Il Sud America è la vera novità di questo 2019 ciclistico. Al Giro d’Italia ha trionfato un equadoriano, Richard Carapaz, che quasi nessuno aveva pronosticato. Al Tour Bernal era certamente atteso, ma non a questo livello. Quella sudamericana, è una scuola sempre più emergente


5' di lettura

Un colombiano a Parigi. Il Tour de France numero 106 finisce con il sole al tramonto che illumina , sui campi Elisi, il volto ancora imberbe ed emozionato di Egan Bernal, il più giovane (22 anni) vincitore della Grande Boucle nei tempi moderni.

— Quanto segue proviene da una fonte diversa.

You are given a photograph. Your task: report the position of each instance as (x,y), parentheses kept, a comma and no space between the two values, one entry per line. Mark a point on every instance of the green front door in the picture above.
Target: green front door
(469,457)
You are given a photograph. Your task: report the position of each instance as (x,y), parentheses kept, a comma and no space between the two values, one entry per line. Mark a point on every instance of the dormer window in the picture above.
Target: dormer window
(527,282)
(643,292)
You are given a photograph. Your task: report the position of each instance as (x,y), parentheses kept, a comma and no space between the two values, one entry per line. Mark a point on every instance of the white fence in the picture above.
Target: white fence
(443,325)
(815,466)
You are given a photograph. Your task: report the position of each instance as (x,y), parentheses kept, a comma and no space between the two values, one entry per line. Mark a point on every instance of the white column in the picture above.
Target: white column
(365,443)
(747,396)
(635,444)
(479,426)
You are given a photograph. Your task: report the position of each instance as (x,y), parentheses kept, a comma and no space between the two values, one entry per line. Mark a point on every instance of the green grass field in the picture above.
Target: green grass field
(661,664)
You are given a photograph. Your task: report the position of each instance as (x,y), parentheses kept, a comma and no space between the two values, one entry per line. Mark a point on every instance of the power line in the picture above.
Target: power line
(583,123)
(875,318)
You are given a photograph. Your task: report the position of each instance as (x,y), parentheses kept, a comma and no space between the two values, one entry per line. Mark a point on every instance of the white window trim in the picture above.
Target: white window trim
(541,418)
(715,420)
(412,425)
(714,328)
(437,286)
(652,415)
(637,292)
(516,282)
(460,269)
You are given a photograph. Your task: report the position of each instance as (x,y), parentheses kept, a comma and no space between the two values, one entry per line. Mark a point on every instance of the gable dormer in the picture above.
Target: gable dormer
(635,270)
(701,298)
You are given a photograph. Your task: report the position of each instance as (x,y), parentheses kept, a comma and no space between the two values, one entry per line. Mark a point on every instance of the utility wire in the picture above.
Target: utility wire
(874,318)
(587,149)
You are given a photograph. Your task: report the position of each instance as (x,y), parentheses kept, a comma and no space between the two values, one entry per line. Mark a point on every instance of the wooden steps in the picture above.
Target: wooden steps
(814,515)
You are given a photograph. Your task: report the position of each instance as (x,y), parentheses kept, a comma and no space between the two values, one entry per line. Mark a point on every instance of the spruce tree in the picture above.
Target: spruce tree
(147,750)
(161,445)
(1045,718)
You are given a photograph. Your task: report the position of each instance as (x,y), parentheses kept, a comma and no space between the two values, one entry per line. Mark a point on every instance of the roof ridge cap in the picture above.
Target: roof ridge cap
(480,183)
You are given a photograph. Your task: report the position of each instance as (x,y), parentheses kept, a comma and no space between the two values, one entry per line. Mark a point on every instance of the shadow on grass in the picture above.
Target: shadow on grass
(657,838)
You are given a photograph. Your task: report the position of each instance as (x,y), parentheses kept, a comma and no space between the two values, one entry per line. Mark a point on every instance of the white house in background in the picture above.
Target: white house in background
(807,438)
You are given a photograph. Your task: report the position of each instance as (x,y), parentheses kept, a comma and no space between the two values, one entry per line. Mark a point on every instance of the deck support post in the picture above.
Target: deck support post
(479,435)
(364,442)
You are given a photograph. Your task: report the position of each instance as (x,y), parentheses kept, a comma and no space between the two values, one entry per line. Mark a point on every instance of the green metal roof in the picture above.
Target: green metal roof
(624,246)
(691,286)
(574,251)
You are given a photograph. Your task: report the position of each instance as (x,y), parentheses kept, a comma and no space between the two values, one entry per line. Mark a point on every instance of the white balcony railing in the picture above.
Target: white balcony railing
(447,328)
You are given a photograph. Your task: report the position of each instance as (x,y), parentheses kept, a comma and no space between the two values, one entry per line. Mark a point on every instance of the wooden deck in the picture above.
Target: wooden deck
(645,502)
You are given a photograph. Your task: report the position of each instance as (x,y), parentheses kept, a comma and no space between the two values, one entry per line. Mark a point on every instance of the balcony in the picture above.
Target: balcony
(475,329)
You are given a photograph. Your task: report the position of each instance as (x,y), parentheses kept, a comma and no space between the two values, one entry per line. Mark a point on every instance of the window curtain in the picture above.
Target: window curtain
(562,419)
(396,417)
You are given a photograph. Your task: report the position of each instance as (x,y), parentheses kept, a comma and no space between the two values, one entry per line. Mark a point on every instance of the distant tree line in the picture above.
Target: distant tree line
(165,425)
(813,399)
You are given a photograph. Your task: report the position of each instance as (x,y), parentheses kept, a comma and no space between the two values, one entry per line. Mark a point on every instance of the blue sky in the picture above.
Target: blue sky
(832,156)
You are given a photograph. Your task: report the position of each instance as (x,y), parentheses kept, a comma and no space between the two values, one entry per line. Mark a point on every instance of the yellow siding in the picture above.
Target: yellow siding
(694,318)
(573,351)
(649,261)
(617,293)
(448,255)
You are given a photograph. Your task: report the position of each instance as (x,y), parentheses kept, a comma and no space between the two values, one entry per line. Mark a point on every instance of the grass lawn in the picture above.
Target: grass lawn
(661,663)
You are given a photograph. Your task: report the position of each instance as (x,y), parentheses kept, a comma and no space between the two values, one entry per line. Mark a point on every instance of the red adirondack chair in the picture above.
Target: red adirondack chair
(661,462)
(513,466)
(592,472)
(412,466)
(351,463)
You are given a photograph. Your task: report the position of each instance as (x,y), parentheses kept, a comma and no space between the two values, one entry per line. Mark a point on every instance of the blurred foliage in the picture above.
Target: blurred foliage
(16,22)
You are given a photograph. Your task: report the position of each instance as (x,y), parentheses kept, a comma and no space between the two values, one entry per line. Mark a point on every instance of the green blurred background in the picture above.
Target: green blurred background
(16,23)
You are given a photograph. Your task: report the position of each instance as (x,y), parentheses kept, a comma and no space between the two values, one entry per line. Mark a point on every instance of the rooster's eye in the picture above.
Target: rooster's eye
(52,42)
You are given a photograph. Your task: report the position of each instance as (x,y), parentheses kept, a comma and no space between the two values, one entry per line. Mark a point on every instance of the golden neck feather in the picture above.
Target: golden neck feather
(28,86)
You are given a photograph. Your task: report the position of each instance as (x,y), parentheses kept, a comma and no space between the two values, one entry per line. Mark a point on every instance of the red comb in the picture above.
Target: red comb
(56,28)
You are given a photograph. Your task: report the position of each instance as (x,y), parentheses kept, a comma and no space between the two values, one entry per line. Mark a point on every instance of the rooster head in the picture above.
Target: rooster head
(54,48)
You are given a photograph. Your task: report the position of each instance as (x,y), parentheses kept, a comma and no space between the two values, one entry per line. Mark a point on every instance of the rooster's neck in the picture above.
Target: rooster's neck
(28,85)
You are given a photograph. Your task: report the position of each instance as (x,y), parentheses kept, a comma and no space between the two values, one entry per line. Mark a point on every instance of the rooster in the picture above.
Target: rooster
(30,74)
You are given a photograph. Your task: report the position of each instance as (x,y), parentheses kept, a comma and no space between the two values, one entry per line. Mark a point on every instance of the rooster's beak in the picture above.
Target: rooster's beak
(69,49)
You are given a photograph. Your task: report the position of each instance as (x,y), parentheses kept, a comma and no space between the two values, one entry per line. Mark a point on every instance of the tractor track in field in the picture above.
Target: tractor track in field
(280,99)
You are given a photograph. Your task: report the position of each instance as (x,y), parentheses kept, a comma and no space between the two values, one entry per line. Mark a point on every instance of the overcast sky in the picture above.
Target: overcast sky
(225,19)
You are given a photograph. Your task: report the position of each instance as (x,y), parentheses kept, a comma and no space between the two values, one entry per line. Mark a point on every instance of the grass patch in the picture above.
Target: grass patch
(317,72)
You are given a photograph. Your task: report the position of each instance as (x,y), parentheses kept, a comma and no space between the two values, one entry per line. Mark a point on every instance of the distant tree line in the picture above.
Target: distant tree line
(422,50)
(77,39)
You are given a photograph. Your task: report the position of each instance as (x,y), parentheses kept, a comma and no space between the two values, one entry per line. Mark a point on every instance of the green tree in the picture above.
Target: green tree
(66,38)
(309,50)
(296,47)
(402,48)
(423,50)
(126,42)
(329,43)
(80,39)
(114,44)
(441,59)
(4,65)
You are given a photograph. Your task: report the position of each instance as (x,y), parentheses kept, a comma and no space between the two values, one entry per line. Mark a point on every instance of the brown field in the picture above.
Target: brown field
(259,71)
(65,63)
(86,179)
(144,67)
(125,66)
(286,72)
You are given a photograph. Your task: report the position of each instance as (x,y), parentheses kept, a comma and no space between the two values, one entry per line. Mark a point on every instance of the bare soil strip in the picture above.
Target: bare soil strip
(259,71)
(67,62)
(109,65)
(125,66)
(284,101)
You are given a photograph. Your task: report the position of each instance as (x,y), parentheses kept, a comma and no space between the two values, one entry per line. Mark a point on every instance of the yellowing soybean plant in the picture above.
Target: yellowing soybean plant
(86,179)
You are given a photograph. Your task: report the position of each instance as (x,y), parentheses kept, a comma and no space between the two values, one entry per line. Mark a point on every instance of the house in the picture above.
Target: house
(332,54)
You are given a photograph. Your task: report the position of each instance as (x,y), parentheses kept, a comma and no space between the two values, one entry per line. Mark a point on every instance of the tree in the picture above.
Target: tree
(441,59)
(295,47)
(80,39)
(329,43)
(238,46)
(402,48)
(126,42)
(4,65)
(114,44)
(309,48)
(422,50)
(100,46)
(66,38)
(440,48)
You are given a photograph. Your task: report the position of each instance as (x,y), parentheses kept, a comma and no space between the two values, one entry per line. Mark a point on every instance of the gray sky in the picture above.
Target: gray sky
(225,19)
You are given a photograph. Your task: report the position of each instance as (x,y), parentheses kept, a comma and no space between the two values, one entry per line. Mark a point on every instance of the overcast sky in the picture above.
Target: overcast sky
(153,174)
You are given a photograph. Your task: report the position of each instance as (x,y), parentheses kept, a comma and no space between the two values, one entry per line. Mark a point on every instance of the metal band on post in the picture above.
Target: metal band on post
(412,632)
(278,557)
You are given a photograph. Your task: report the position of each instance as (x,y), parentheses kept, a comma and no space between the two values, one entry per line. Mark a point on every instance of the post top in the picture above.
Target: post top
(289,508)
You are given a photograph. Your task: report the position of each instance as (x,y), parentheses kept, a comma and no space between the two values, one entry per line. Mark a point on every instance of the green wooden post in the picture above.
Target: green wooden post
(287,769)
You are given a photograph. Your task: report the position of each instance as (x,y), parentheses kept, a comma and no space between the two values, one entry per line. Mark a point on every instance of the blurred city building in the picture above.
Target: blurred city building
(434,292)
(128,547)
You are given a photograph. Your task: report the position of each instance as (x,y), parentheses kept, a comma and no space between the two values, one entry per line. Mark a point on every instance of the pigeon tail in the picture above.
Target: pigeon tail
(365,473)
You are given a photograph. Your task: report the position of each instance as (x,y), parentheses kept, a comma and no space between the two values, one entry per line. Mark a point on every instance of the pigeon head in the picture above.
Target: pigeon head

Bernal arriva al traguardo stringendo la mano a Geraint Thomas, campione uscente e sua compagno di squadra, secondo in classifica a un minuto e 11”. Una bella immagine per rispondere a chi inziga sulla loro rivalità. Con l'Arco di Trionfo sullo sfondo, il colombiano sale con la maglia gialla sul gradino più alto del podio. Al suo fianco Thomas e l'olandese Steven Kruijswijk, terzo a 1 minuto e 31”. Solo quinto invece Giulian Alaphilippe, il corridore francese che più di tutti - 14 giorni in maglia gialla - ha tenuto vivo il Tour prima dell’esplosione di Bernal sul Galibier e sull’Iseran.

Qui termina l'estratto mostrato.